Been taking a little break in the run-up to the holidays, so my apologies to those of you dying to hear the next installment in my mason jar performance evaluation series…all three of you. 🙂
In the meantime, I wanted to share something I almost did really wrong today. I was handed my first impossible mission for next year. You know, one of those things where you’ve spent months on a business case, one of the few where the factors are clear and there really is a compelling course of action. You might even have taken that compelling strategy all the way to completion, then been told we are going to go back and completely reverse that approach, that we are being driven by less tangible considerations into a strategy that does not have the business case as it’s central driver. So please come up with a justification for going back to the way we used to do it.

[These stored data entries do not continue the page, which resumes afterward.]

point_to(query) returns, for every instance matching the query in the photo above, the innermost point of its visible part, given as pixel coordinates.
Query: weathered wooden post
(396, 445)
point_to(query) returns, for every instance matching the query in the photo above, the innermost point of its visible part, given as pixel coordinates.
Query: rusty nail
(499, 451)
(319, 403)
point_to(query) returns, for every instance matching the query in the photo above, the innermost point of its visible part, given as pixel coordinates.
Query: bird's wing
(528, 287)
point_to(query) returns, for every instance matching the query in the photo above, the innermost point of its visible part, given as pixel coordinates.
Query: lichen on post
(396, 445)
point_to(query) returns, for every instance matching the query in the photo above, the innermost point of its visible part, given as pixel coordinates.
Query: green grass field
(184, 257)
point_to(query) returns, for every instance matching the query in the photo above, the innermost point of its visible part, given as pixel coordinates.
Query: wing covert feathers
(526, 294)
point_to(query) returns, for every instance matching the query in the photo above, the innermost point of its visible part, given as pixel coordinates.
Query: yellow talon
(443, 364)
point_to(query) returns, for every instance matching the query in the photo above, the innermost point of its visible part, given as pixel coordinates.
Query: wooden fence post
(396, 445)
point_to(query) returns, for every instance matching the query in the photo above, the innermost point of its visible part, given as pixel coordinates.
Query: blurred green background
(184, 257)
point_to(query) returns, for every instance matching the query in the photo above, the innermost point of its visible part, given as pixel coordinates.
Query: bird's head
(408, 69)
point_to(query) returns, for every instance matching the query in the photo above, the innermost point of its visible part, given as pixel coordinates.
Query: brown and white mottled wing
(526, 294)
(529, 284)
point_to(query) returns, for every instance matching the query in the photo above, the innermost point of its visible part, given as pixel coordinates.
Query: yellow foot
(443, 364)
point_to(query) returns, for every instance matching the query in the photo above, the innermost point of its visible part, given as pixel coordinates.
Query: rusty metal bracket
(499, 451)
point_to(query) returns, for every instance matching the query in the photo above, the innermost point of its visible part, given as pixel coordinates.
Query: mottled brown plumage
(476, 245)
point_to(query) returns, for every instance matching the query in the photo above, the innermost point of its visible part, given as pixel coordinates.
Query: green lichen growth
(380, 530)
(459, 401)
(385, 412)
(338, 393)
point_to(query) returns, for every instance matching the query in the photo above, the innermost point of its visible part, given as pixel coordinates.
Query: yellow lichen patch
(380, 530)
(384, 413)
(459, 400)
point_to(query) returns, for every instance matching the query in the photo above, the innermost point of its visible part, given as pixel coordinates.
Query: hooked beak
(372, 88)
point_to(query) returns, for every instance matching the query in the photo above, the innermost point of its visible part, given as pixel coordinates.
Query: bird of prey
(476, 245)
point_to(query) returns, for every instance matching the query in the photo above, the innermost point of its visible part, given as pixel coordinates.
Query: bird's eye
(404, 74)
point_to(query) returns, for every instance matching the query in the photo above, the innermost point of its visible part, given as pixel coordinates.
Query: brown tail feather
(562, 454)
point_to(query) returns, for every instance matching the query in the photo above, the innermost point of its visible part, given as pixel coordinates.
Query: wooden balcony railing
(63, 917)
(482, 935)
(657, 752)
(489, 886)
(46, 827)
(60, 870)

Anyway, not the point. One of my staff came by as I was roughing out my strategy for tackling this project next year. She is not directly involved in the staffing model I was about to deconstruct, but was interested in what I was working on, so we chatted about the dilemma. In one of my proposed models, she mentioned a way it might fill a need in another area where we didn’t currently have enough labor allocated. It was a brilliant and elegant fix that could make the whole thing a huge win.

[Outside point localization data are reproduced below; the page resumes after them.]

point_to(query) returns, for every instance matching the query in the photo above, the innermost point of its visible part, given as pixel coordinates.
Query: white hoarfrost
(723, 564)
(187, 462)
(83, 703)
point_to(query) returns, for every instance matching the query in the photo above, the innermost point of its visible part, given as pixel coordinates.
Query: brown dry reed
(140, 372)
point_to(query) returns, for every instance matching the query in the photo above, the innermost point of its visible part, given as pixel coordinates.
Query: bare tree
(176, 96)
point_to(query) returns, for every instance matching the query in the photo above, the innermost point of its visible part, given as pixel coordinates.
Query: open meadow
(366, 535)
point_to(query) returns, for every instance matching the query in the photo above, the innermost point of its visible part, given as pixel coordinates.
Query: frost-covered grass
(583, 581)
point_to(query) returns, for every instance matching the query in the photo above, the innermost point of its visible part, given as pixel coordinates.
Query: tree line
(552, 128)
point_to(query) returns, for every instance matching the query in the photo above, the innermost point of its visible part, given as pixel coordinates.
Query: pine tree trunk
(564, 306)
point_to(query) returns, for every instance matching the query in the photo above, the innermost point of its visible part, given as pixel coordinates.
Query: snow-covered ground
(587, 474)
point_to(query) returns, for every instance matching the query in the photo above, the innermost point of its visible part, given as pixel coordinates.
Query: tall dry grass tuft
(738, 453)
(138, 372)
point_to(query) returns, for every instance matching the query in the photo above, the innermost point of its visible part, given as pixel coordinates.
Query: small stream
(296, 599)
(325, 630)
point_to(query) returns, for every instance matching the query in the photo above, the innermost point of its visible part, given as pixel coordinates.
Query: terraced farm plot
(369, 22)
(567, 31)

I didn’t intentionally rethink this as my idea. It’s just that the comment was so off-hand, and I was still so in the mode of teaching her about the issue, that I didn’t realize she was making a suggestion for a solution. After she left, I sat down to process what we had talked about and one of the things she had said triggered something that felt a lot more like my own idea. It took a real deliberate effort to stop myself and wonder if that wasn’t the suggestion she meant all along. There was literally a moment where my brain was stuck between telling my boss what a great idea I had, and going to my employee and asking her if “my” fix was what she had in mind when she made her comment.
Who and what we are as managers and leaders is nothing more or less than the sum total of what happens in these split second moments. Happily, today I got it right.